I have always loved to learn. Pretty much anything. I loved the new books, pencils, classroom, assignments, and even test day. Loving to learn doesn’t make me humble or teachable. Admitting that the teacher or professor is trying to teach me a better way does. Opening my heart to the Father, allowing myself to be led by His Spirit and not thinking too highly of myself makes me humble. The Holy Spirit can teach me all things when I am humble. He, or anyone else, can’t teach me anything if I already think I know everything.

Humility isn’t a lack of confidence. It isn’t low self-esteem.

Ken Blanchard, in his book “Lead Like Jesus” says: “Humility is realizing and emphasizing the importance of others. It is not putting yourself down: it is lifting others up. Humility gives credit to forces other than your own knowledge or effort when a victory is won or an obstacle is overcome…Jesus’ humility didn’t come from lack of self –esteem, love, power, or ability. His humility came from the fact that He knew who He was, where He came from, where He was going, and whose He was.”

With that confidence in who we are, where we are going, and Whose we are, we can’t help but be humbled.

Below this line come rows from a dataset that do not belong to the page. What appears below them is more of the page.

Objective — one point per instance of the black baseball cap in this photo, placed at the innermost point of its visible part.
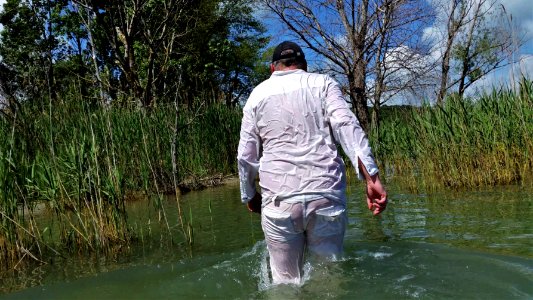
(288, 49)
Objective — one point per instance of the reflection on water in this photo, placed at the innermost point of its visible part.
(448, 245)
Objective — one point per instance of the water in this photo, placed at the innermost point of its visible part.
(473, 245)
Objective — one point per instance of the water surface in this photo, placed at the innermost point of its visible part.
(475, 245)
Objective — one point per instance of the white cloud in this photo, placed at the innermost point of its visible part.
(521, 14)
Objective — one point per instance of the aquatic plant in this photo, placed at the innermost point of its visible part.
(467, 142)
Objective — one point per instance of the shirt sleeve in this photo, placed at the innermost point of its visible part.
(248, 155)
(347, 131)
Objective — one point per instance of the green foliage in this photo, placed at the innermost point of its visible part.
(465, 143)
(82, 162)
(149, 51)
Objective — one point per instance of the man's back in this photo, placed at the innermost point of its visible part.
(298, 154)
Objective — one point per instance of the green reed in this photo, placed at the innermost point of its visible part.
(469, 142)
(81, 163)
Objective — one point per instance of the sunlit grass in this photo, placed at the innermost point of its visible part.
(486, 140)
(81, 163)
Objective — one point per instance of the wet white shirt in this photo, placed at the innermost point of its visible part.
(289, 128)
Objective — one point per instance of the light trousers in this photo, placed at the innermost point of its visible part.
(290, 228)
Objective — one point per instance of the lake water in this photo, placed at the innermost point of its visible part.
(460, 245)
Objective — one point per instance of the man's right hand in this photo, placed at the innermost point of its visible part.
(376, 196)
(254, 205)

James 3:13-16 (Message Bible), “Do you want to be counted wise, to build a reputation for wisdom? Here’s what you do: Live well, live wisely, live humbly. It’s the way you live, not the way you talk, that counts. Mean-spirited ambition isn’t wisdom. Boasting that you are wise isn’t wisdom. Twisting the truth to make yourselves sound wise isn’t wisdom. It’s the furthest thing from wisdom—it’s animal cunning, devilish conniving. Whenever you’re trying to look better than others or get the better of others, things fall apart and everyone ends up at the others’ throats.”